Sesungguhnya, otoritas fiskal menyadari bahwa Pajak Penghasilan (PPh) Final untuk beberapa sektor usaha tak lagi diperlukan.
Bisnis mencatat, sejak 3 tahun terakhir Kementerian Keuangan berjanji untuk melakukan evaluasi atas rezim PPh Final.
Alasannya, aktivitas usaha yang menerima fasilitas ini telah berlangsung secara solid, serta dalam rangka mengamankan potensi penerimaan negara. Namun, hingga detik ini PPh Final untuk usaha-usaha tertentu masih saja berlaku.
Dalam konteks ini, Fajry menyarankan kepada pemerintah untuk lebih cermat dalam menyusun dan menerapkan skema pajak. Menurutnya, konstruksi dan real estat tak lagi layak mendapatkan fasilitas tersebut.
Akan tetapi, khusus untuk pertanian memang masih menyisakan perdebatan. Musababnya, pertanian atau perkebunan di Tanah Air mayoritas diisi oleh usaha rakya atau bukan industri.
Secara regulasi, usaha yang teramat kecil ini pun tak bisa dipajaki. Selain itu, banyak bisnis pertanian rumahan yang belum masuk ke dalam radar pajak karena lingkup yang terlampau kecil.
“Kalau dipaksakan sekalipun dengan mengubah regulasi sulit implementasinya.

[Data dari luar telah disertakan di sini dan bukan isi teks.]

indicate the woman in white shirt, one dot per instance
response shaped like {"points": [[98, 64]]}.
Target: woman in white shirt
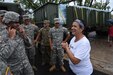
{"points": [[79, 50]]}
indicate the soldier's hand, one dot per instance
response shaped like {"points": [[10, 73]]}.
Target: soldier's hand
{"points": [[11, 32]]}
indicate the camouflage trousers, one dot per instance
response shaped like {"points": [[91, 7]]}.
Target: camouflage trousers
{"points": [[57, 55]]}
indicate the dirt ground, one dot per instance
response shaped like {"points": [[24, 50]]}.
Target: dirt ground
{"points": [[102, 55]]}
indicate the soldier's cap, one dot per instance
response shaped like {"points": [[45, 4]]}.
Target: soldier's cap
{"points": [[80, 23], [11, 16], [2, 12], [26, 17], [56, 20]]}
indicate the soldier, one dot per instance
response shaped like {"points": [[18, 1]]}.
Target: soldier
{"points": [[44, 40], [12, 50], [2, 26], [56, 38], [30, 30], [4, 69]]}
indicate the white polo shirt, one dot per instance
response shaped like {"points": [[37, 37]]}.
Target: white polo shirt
{"points": [[81, 50]]}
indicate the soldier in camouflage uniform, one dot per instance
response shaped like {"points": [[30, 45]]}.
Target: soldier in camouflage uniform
{"points": [[4, 69], [2, 26], [56, 38], [44, 40], [12, 49], [30, 30]]}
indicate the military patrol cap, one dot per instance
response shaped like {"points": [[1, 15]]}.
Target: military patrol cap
{"points": [[11, 16], [2, 12], [26, 17]]}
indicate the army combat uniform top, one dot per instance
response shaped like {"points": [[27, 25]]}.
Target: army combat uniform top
{"points": [[13, 53]]}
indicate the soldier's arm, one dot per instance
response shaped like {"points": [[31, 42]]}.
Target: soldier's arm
{"points": [[7, 48]]}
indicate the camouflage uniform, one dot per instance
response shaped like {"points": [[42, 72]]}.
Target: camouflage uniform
{"points": [[30, 30], [4, 69], [12, 51], [45, 46], [57, 37]]}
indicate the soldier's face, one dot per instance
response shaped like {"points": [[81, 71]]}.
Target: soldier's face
{"points": [[14, 25]]}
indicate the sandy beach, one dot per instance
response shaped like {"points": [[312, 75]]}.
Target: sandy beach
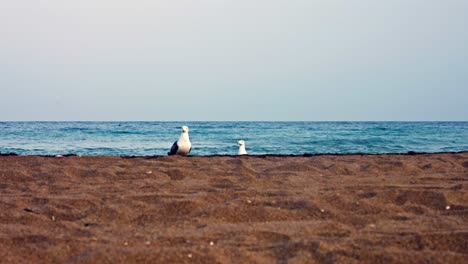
{"points": [[227, 209]]}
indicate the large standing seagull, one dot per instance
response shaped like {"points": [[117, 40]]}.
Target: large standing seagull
{"points": [[242, 150], [183, 145]]}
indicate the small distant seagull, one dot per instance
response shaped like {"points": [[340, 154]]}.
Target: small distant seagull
{"points": [[183, 145], [242, 150]]}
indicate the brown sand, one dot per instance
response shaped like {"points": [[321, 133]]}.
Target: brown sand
{"points": [[319, 209]]}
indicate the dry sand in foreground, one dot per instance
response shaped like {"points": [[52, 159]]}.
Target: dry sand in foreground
{"points": [[318, 209]]}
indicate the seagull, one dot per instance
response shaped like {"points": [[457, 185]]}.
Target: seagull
{"points": [[242, 150], [183, 145]]}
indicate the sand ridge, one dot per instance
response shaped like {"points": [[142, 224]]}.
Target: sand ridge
{"points": [[229, 209]]}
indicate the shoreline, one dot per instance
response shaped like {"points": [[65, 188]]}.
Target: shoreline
{"points": [[409, 153], [244, 209]]}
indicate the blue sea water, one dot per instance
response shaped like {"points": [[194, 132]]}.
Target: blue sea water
{"points": [[212, 138]]}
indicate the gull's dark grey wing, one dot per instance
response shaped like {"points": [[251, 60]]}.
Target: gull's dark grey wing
{"points": [[173, 149]]}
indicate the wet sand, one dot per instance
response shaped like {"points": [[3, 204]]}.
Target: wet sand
{"points": [[253, 209]]}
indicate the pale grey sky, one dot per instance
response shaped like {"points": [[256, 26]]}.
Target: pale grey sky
{"points": [[233, 60]]}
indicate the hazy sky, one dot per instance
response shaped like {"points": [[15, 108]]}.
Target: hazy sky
{"points": [[233, 60]]}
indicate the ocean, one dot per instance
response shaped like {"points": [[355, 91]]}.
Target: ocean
{"points": [[219, 138]]}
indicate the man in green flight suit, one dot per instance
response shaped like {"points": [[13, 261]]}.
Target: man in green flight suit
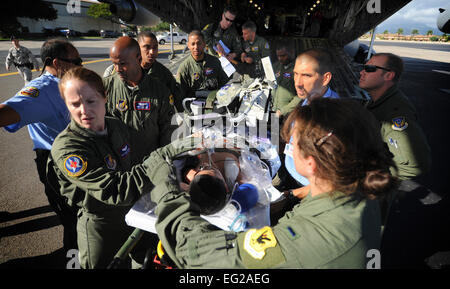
{"points": [[138, 99], [285, 97], [255, 48], [225, 31], [199, 71], [396, 114], [149, 51]]}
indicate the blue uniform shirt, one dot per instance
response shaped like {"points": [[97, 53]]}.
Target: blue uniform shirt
{"points": [[328, 94], [42, 109]]}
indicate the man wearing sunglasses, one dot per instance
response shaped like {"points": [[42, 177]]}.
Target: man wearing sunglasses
{"points": [[225, 31], [396, 114], [39, 106]]}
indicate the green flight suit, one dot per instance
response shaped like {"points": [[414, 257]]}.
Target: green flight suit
{"points": [[100, 176], [321, 232], [230, 37], [402, 133], [146, 109], [257, 50], [159, 71], [206, 74], [285, 96]]}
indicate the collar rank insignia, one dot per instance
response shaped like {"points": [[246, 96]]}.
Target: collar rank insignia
{"points": [[257, 241], [196, 75], [29, 91], [110, 162], [399, 123], [122, 105], [142, 105], [124, 150], [74, 165]]}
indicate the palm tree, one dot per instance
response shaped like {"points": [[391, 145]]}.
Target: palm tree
{"points": [[414, 32], [399, 32]]}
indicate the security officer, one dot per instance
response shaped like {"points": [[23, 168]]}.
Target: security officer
{"points": [[40, 107], [225, 31], [254, 49], [285, 96], [149, 52], [199, 71], [98, 169], [396, 114], [22, 58], [139, 100], [312, 234]]}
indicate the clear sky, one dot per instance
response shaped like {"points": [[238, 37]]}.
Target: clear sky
{"points": [[418, 14]]}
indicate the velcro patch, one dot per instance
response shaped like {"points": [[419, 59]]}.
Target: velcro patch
{"points": [[209, 71], [74, 165], [257, 241], [142, 105], [29, 91], [110, 162], [260, 249], [122, 105], [399, 123], [124, 150]]}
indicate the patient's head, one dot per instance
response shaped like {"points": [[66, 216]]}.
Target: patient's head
{"points": [[209, 190]]}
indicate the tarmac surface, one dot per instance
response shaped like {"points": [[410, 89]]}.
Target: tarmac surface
{"points": [[31, 236]]}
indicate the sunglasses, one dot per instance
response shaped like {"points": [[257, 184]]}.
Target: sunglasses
{"points": [[229, 20], [76, 61], [373, 68]]}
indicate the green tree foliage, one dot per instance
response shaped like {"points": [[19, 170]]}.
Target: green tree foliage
{"points": [[34, 9]]}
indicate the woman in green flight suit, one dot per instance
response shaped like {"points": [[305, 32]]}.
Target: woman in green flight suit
{"points": [[97, 169], [337, 146]]}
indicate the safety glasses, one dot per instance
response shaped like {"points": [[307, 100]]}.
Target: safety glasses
{"points": [[373, 68]]}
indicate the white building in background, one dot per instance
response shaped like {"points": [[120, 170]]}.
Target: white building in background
{"points": [[78, 20]]}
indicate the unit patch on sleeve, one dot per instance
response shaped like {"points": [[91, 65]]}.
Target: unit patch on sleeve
{"points": [[110, 162], [257, 241], [74, 165], [124, 150], [399, 123], [29, 91], [122, 105], [142, 105]]}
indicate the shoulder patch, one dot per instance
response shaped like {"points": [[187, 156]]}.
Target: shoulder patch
{"points": [[122, 105], [260, 249], [257, 241], [196, 75], [74, 165], [110, 162], [142, 105], [29, 91], [399, 123]]}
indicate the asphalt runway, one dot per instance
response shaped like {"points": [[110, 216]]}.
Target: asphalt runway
{"points": [[31, 236]]}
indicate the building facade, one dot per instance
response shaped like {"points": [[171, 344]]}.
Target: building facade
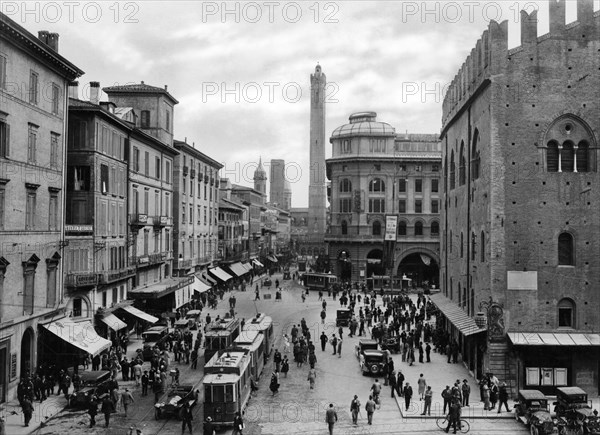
{"points": [[374, 174], [520, 223], [34, 80]]}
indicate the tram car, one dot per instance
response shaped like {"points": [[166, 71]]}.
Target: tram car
{"points": [[227, 385]]}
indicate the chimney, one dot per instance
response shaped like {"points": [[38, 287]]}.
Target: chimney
{"points": [[95, 92], [53, 41], [74, 90], [43, 36]]}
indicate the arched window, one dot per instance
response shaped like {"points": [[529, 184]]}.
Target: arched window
{"points": [[376, 228], [377, 185], [452, 170], [462, 165], [475, 157], [344, 227], [402, 228], [566, 250], [482, 243], [418, 228], [345, 185], [566, 313]]}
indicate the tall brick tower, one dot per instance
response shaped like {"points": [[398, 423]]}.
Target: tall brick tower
{"points": [[316, 187]]}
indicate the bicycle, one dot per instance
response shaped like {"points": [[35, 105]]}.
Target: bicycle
{"points": [[442, 423]]}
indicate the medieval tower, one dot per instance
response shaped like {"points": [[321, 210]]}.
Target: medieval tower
{"points": [[316, 188]]}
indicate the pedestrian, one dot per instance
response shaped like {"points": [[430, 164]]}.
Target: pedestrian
{"points": [[27, 407], [407, 395], [186, 417], [466, 390], [238, 424], [126, 399], [330, 418], [108, 408], [370, 408], [427, 403], [312, 377], [355, 409], [422, 383]]}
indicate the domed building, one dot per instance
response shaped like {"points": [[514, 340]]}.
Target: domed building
{"points": [[374, 173]]}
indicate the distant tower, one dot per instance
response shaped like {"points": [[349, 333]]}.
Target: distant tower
{"points": [[277, 182], [260, 179], [316, 187]]}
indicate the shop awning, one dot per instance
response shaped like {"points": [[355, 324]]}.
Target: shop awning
{"points": [[140, 314], [80, 334], [238, 269], [461, 320], [554, 339], [199, 286], [220, 273], [113, 322]]}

Bisa-bisa biaya administrasinya lebih besar dibandingkan potensi penerimaannya,” jelasnya.
Sependapatm Direktur Eksekutif Pratama Kreston Tax Research Institue Prianto Budi Saptono, menilai perlakuan khusus memang perlu diberikan untuk sektor pertanian.

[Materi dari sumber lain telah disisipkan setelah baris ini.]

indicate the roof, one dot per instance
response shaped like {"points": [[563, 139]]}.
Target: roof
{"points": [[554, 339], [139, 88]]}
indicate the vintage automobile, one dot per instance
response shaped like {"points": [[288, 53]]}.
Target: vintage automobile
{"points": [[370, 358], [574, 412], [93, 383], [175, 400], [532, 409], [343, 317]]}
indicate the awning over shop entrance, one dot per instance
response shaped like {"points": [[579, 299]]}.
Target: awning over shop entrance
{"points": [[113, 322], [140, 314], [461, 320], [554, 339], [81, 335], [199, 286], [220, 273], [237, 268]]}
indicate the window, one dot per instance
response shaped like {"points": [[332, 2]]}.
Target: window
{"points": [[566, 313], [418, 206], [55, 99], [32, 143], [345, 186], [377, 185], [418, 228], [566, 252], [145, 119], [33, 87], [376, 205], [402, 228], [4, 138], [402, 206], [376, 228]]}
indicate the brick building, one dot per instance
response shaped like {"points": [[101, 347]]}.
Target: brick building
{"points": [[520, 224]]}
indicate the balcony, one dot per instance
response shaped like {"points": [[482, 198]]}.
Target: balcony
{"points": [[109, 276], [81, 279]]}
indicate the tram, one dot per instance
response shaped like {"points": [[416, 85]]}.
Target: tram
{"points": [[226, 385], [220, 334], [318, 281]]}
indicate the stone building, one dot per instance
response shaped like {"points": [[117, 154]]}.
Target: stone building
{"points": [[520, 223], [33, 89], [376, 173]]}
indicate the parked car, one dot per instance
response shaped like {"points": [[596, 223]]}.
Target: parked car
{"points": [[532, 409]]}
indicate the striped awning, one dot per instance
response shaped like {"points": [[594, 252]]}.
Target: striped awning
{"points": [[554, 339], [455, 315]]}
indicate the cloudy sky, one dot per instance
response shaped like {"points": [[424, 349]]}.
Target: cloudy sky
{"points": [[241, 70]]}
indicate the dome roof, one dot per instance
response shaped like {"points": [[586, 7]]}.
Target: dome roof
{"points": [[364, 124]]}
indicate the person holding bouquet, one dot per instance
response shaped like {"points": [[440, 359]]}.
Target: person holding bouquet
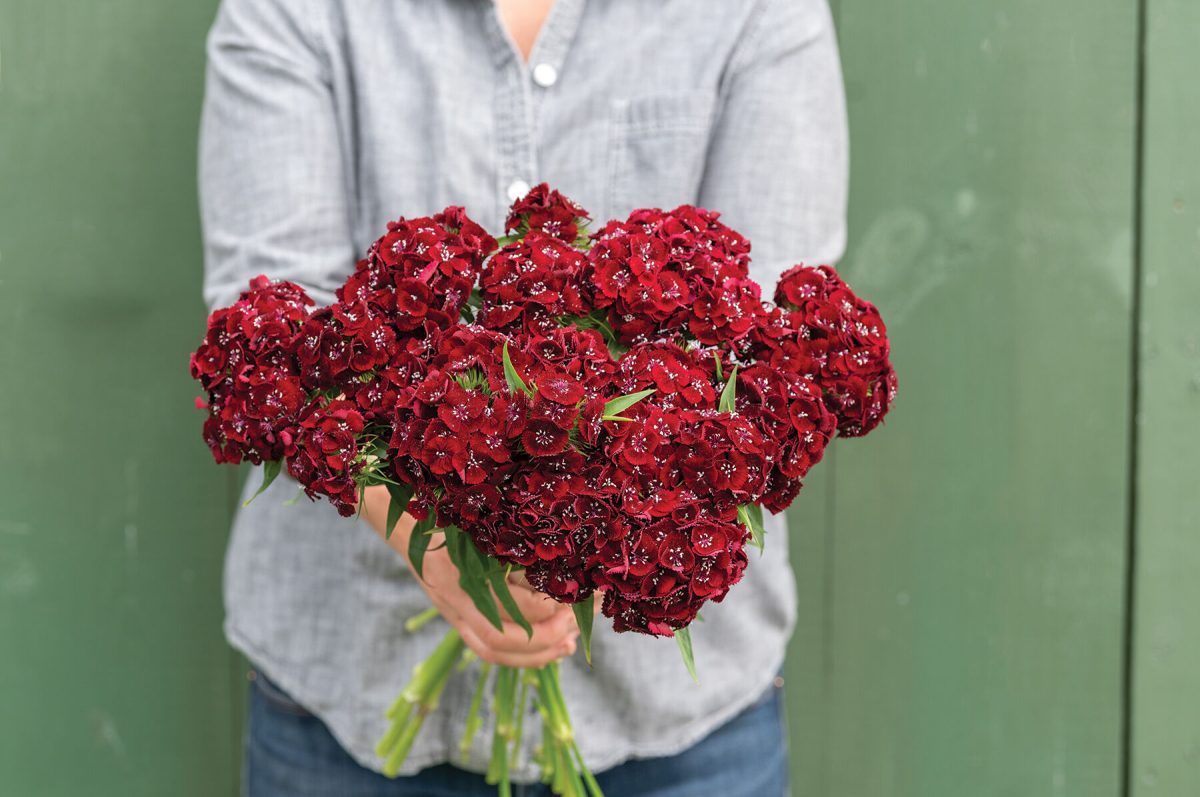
{"points": [[324, 119]]}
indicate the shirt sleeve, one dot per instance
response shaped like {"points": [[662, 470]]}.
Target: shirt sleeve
{"points": [[274, 190], [778, 161]]}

Apalagi, objek transaksi berkaitan erat dengan kebutuhan pokok sehingga pemerintah tetap perlu memberikan fasilitas pajak di sektor ini.
“Barang kebutuhan pokok menjadi objek pajak yang PPN dibebaskan,” katanya.
KRITIK
Rezim PPh Final pun sebenarnya telah banyak dikritik. World Bank pada 2020 merilis laporan tentang skema dan pengenaan tarif pajak final untuk sektor konstruksi dan real estat di Indonesia.

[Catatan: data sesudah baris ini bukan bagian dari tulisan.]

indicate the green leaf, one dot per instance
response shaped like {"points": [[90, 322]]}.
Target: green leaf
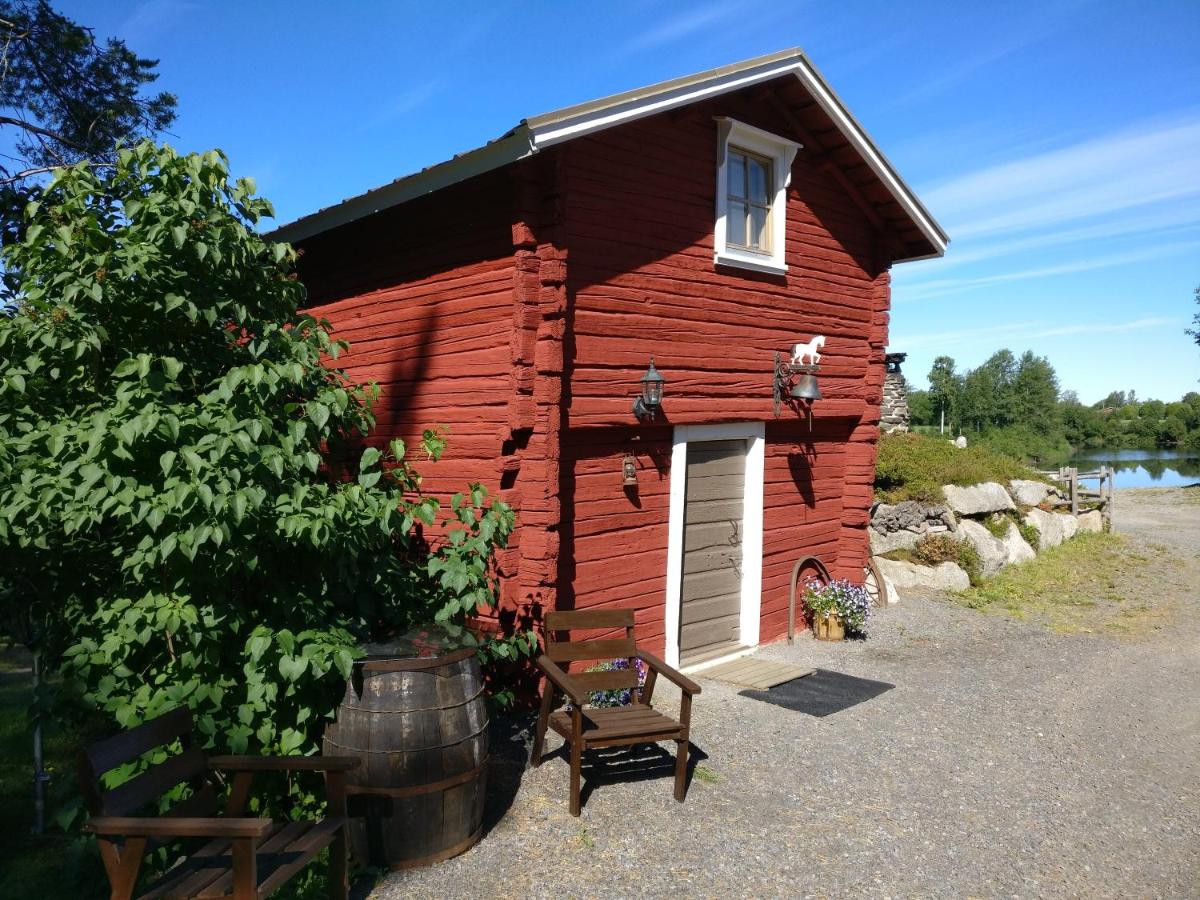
{"points": [[318, 413]]}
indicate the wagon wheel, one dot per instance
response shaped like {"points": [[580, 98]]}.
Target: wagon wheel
{"points": [[807, 569], [873, 582]]}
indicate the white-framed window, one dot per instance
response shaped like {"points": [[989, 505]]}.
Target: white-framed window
{"points": [[754, 168]]}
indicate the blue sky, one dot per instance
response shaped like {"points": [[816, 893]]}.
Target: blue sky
{"points": [[1059, 143]]}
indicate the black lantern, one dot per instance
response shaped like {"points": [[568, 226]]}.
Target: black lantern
{"points": [[646, 405], [629, 472]]}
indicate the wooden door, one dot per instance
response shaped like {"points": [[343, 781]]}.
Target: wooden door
{"points": [[711, 595]]}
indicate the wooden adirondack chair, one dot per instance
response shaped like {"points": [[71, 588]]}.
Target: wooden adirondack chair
{"points": [[616, 726], [244, 858]]}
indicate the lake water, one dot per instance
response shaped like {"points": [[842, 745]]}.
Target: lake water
{"points": [[1143, 468]]}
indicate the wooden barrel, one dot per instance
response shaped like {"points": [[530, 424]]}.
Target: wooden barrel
{"points": [[420, 727]]}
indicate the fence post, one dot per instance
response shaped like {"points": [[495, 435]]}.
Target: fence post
{"points": [[1110, 474]]}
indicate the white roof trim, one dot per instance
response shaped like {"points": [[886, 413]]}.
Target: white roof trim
{"points": [[551, 129]]}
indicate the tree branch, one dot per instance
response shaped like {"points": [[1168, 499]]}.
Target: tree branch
{"points": [[45, 169], [39, 130]]}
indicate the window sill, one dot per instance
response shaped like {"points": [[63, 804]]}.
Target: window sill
{"points": [[749, 261]]}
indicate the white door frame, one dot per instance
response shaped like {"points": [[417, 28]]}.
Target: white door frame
{"points": [[754, 433]]}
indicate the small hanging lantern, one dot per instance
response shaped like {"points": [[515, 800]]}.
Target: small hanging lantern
{"points": [[647, 403], [629, 472], [805, 388]]}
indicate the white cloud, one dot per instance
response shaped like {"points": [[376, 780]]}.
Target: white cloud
{"points": [[1156, 223], [1132, 168], [682, 25], [1030, 330], [941, 287]]}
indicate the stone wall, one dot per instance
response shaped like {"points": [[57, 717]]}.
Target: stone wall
{"points": [[964, 515]]}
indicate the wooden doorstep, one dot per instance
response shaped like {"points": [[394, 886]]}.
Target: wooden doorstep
{"points": [[759, 673]]}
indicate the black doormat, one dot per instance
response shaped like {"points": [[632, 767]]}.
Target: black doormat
{"points": [[821, 694]]}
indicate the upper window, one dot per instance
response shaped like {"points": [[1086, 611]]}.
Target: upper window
{"points": [[754, 169]]}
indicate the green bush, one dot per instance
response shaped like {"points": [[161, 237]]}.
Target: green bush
{"points": [[936, 549], [913, 467], [189, 513], [1025, 445]]}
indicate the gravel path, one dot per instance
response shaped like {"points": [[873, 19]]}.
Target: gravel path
{"points": [[1007, 761]]}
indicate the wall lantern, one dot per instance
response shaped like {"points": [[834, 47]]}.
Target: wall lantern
{"points": [[804, 389], [646, 405]]}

Lembaga itu mencatat, mengembalikan rezim ke PPh Badan yang berlaku umum akan meningkatkan transparansi dan memastikan peningkatan ekuitas horizontal lintas sektor.
Sementara itu, Kementerian Keuangan juga menyadari adanya risiko penggerusan penerimaan pajak dari pemberlakuan PPh Final, sehingga dibutuhkan evaluasi.
Berdasarkan informasi yang diperoleh Bisnis dari internal Kementerian Keuangan, saat ini kajian tersebut tengah dituntaskan oleh Badan Kebijakan Fiskal (BKF).
BKF pernah mengungkapkan bahwa dasar dari evaluasi itu adalah adanya under tax karena kebijakan exemption dan rezim pajak final untuk beberapa sektor sehingga kontribusinya ke penerimaan pajak tidak sejalan dengan besarnya sumbangsih terhadap PDB.
Dalam kaitan kinerja ekonomi 2022, Menteri Keuangan Sri Mulyani Indrawati, mengatakan Laju pertumbuhan positif juga tercatat di seluruh sektor lapangan usaha sepanjang tahun lalu.
Menurutnya, kinerja sektoral tersebut linier dengan performa penerimaan pajak yang sepanjang tahun lalu juga cukup akseleratif.
Berkaca pada kondisi tersebut, Menkeu optimistis pertumbuhan ekonomi pada 2023 tetap kuat meskipun dihadapkan pada prospek melambatnya perekonomian global.
Laju pemulihan yang sangat kuat di tahun 2022 menjadi pijakan yang kokoh bagi perekonomian nasional untuk menghadapi tantangan jangka pendek sekaligus untuk melanjutkan agenda pembangunan jangka menengah-panjang.
“Indikator perekonomian terkini juga terus menunjukkan tren ekspansif, termasuk indeks PMI manufaktur Indonesia yang pada Januari 2023 meningkat cukup signifikan,” katanya.
Kendati optimistis pemerintah tetap akan terus memantau risiko perekonomian dunia saat ini. Risiko ketidakpastian masih cukup tinggi, meskipun risiko perlambatan ekonomi dunia diindikasikan mulai melunak.
Keberlanjutan agenda reformasi struktural untuk mempercepat transformasi ekonomi akan terus dijaga guna memperkokoh struktur dan akselerasi kinerja ekonomi nasional.
Anggaran Pendapatan dan Belanja Negara (APBN) 2023 menurut Sri Mulyani juga telah dipersiapkan agar senantiasa waspada namun optimis kepada potensi perekonomian ke depan.
“Kesehatan fiskal tetap menjadi perhatian penting agar mampu secara cepat dan tepat dalam menyasar isu-isu kritikal, termasuk dalam pengendalian inflasi,” ujarnya.